Now, when I say 'fellowship' in the Church many people's minds immediately go to the idea of a 'carry in dinner'. There's nothing wrong with a good potluck – but if that's all our understanding of fellowship is, we're missing out on so much more that God intends for us. I want us to start by looking at a passage where the apostle Peter preached after receiving the gift of God's Holy Spirit. And this is the response of the people, from Acts 2:41-47 (NIV)...
Those who accepted his message were baptized, and about three thousand were added to their number that day. (42) They devoted themselves to the apostles' teaching and to the fellowship, to the breaking of bread and to prayer. (43) Everyone was filled with awe, and many wonders and miraculous signs were done by the apostles. (44) All the believers were together and had everything in common. (45) Selling their possessions and goods, they gave to anyone as he had need.

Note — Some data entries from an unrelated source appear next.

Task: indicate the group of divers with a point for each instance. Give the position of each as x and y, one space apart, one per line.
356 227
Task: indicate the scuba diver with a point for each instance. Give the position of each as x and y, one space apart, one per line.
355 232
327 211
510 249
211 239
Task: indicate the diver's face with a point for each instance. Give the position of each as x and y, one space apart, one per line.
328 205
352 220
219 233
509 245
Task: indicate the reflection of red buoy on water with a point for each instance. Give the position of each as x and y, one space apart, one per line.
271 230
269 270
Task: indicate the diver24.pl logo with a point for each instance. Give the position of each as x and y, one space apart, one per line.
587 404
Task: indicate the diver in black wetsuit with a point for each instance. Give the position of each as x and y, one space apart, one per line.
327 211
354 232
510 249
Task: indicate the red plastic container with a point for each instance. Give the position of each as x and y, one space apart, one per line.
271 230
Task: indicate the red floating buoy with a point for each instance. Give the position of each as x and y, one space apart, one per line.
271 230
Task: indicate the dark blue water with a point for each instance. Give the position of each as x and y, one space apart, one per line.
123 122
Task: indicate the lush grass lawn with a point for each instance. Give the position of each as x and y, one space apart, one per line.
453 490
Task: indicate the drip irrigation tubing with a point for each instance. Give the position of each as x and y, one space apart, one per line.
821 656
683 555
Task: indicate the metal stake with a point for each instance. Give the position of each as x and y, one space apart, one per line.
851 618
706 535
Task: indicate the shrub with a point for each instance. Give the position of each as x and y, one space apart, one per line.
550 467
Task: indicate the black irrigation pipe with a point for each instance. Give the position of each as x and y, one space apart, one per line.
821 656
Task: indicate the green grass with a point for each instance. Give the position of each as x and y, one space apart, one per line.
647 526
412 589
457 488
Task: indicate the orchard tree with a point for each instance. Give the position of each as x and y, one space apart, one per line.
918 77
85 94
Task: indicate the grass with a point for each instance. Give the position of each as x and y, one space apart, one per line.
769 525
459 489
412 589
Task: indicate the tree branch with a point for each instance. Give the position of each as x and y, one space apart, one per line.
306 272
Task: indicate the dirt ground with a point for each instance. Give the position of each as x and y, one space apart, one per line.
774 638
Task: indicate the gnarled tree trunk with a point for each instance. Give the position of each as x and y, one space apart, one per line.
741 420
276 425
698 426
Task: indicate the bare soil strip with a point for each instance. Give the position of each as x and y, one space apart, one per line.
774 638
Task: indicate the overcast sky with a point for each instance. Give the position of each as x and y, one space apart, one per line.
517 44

(46) Every day they continued to meet together in the temple courts. They broke bread in their homes and ate together with glad and sincere hearts, (47) praising God and enjoying the favor of all the people. And the Lord added to their number daily those who were being saved.
This was an exciting time at the beginning of the early Church. The Good News of Jesus' resurrection and His message of salvation brought believers together around His mission! They couldn't contain their excitement! But - would this passage be the same if it was translated, 'They devoted themselves to the apostles' teaching and to potlucks'? (I don't even know the Greek word for 'potluck'.)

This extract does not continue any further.